Oggi però ci sono delle nuove opposte raccomandazioni: in un articolo pubblicato su una prestigiosa rivista, gli Annals of Internal Medicine (3), si afferma che per mantenersi in salute non c’è alcun bisogno di limitare il consumo di carne rossa o trasformata. Secondo gli autori dello studio la maggior parte delle persone possono continuare con l’attuale consumo di carne rossa e trasformata e tale consumo si riferisce a quello della maggior parte dei nordamericani: tre o quattro porzioni a settimana, una quantità comunque maggiore rispetto agli attuali consumi degli italiani.

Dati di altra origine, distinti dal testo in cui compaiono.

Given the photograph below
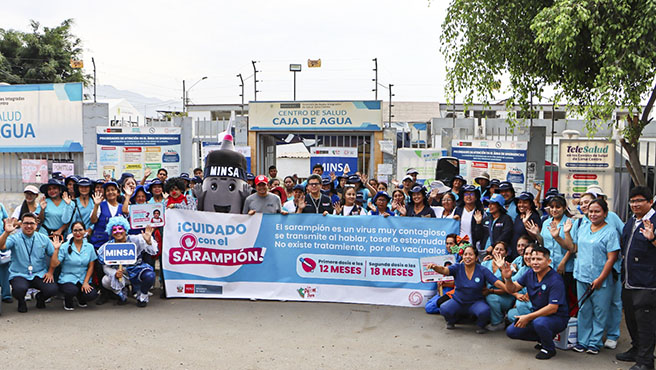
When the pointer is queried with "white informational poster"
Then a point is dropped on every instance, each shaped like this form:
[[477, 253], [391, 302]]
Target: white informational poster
[[423, 160], [41, 118], [133, 149], [502, 160], [142, 215], [586, 162]]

Si tratta del lavoro di un panel di ricercatori internazionali del gruppo NutriRECS, un’organizzazione indipendente che si dedica alla ricerca e alla stesura di linee guida nel campo della salute pubblica. NutriRECS è composto da 14 persone, che rappresentano settori tra cui metodologia di ricerca, epidemiologia nutrizionale, dietetica, medicina di famiglia e medicina interna. I dati su cui si è basato il panel dei ricercatori sono stati tratti da 12 studi randomizzati che riguardano oltre 54.000 persone e non rivelano alcuna riduzione significativa di patologie cardiovascolari, tumori o diabete legata ad una diminuzione del consumo di carne. Per gli studi osservazionali parliamo invece di qualche milione di partecipanti, e anche qui i risultati non sono significativi. Il team ha utilizzato un approccio di ricerca che misura la certezza delle prove esistenti. Il panel di esperti si è anche concentrato sul “rischio assoluto” associato al consumo di carne, piuttosto che sui cambiamenti del “rischio relativo”, che secondo gli autori può talvolta distorcere l’entità di un effetto. 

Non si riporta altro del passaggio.